I've just returned from a three days trip to Perak, Malaysia. On the first day, I spent nearly five hours exploring both Matang Mangrove Forest Reserve and Mangrove Charchoal Factories. 

The mangrove forest reserve in Matang is the oldest and largest in Malaysia. It was gazetted as a forest reserve since 1906 and also known as one of the best managed tract in the world.

The mangrove charcoal factories produced cooking charcoals to be exported to both Japan and Korea as BBQ coals. These factories has large-sized igloo shaped kiln to cook the mangrove logs into perfected charcoals. The factory bosses were given limited area to log another location.
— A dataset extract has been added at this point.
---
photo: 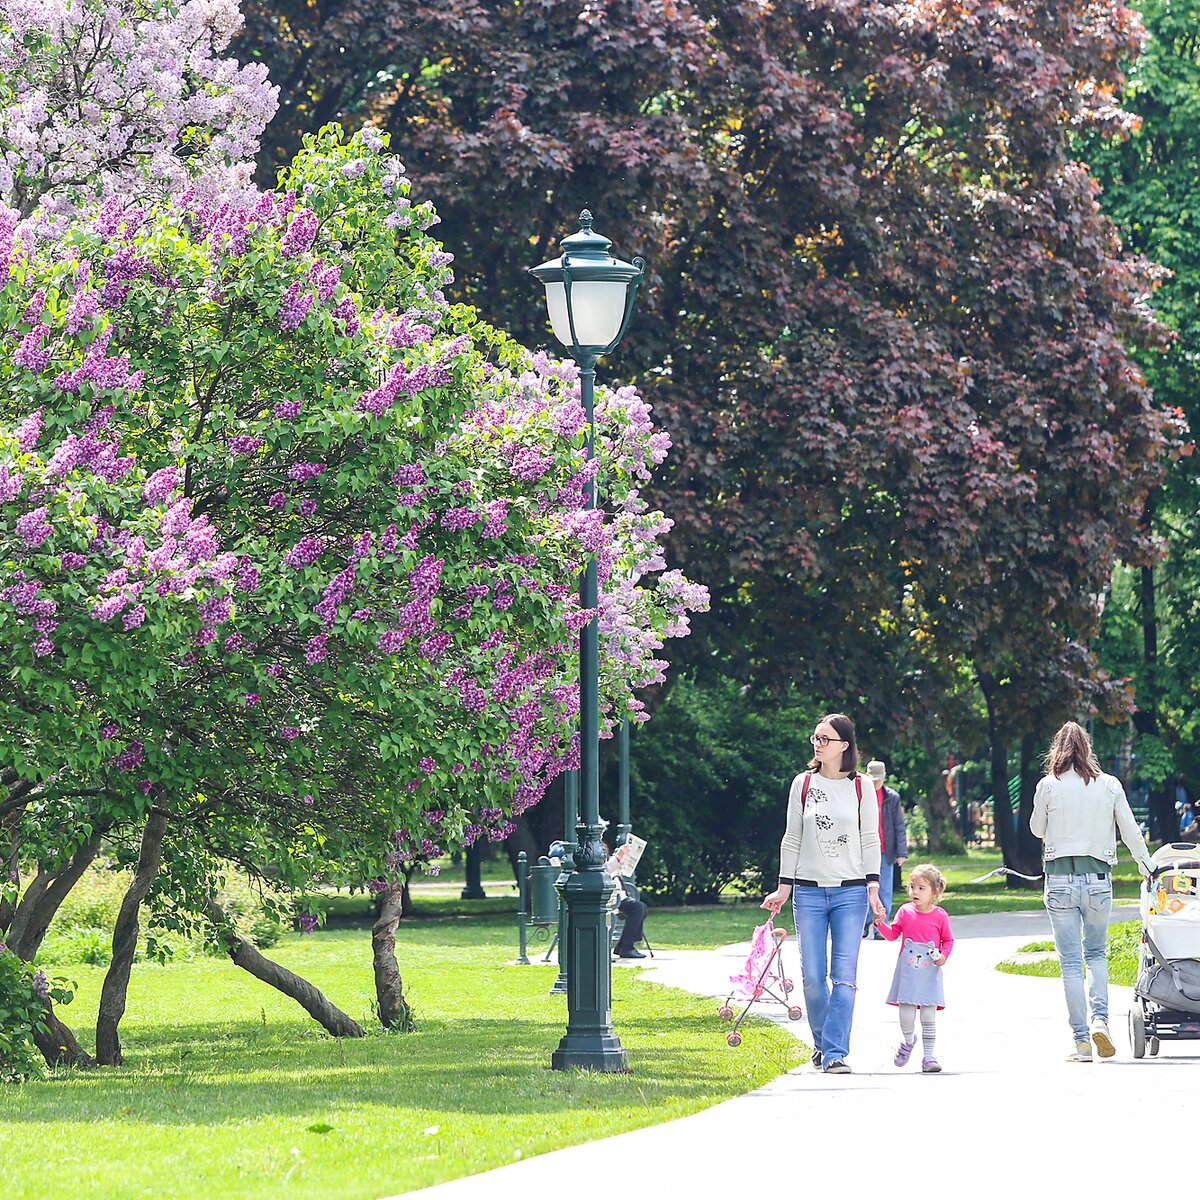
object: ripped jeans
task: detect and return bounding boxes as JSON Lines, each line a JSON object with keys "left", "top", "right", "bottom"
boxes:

*MAKING CHARCOAL - YOUTUBE VIDEO AT THE BOTTOM*

Here is one picture from my recent trip:

Picture 1 - CHOP & BURN - Mangrove Charchoal







Harvested mangrove logs.
*@Charcoal Factory*

Cheers!
mylo


----------



## Al-Wazeer (Jun 10, 2009)

Nice photo, but I think if the hand wasn't there it would be better, like the photo was filled with wood, that would be nice!


----------



## mylo (Jun 11, 2009)

Al-Wazeer said:


> Nice photo, but I think if the hand wasn't there it would be better, like the photo was filled with wood, that would be nice!
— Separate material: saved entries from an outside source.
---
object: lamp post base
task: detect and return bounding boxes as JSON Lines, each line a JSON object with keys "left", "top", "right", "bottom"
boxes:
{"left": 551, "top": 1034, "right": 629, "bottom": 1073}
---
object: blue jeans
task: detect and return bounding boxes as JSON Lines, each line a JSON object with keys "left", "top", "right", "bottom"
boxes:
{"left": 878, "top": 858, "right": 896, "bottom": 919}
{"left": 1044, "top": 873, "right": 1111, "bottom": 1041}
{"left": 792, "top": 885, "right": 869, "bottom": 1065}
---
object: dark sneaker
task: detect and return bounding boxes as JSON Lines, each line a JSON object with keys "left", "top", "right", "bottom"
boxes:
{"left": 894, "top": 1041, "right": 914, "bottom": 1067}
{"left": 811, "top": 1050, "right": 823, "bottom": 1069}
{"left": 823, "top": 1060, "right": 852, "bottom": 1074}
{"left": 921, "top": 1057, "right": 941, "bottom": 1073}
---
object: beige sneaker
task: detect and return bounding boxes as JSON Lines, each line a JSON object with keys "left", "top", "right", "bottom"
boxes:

Thank you Al-Wazeer! . I guess old habits die hard. 

Here is another photo:

Picture 2 - The Charcoal Kiln






An experienced worker can tell the condition of the log by feeling
 the vaporized water/smoke that comes out of the holes of the kiln.
*@Charcoal Factory*

Cheers!
mylo


----------



## mooimeisie (Jun 11, 2009)

Any pictures of the Mangrove forests?


----------



## mylo (Jun 12, 2009)

mooimeisie said:


> Any pictures of the Mangrove forests?



Thank you for asking! :hug::

Here are three photos of the mangrove forest reserve:

Picture 3 - The Roof of the Matter






Rhizophora mangrove send out roots from their trunk and branches which arch down to the 
ground for extra support and air absorption.
*@Matang Mangrove Forest Reserve*

Picture 4 - Lush Greenery 






Matang Mangrove Forest Reserve is one of the best managed tract in the world. The place is 
SUPER BIG! I spent nearly two hours exploring the entire forest at a moderate pace.
*@Matang Mangrove Forest Reserve*

*Click here to view YouTube:*






Cheers!
mylo


----------



## mooimeisie (Jun 12, 2009)

Thanks for posting them.  I like #3 The Roof of the Matter showing the little bits of light that get through.  I find Mangroves amazing trees.


----------



## mylo (Jun 12, 2009)

mooimeisie said:


> Thanks for posting them.  I like #3 The Roof of the Matter showing the little bits of light that get through.  I find Mangroves amazing trees.



These mangrove trees are lovely!! There are numerous mangrove forest reserve in Malaysia. The largest and oldest is in Matang, Taiping.

Here are two more photos:

Picture 5 - Amazing Roots






This mangrove reminds me of the walking and talking giant
 trees from the movie Lord of The Rings 
*@Matang Mangrove Forest Reserve*

Picture 6 - The Mangrove Seed






Mangroves have buoyant seeds suited to dispersal in water. The seeds germinate 
while still attached to the parent tree. Once germinated, the seedling grows either 
within the fruit or out through the fruit to form a propagule (a seedling ready to go), 
which can produce its own food via photosynthesis.
*@Matang Mangrove Forest Reserve*


----------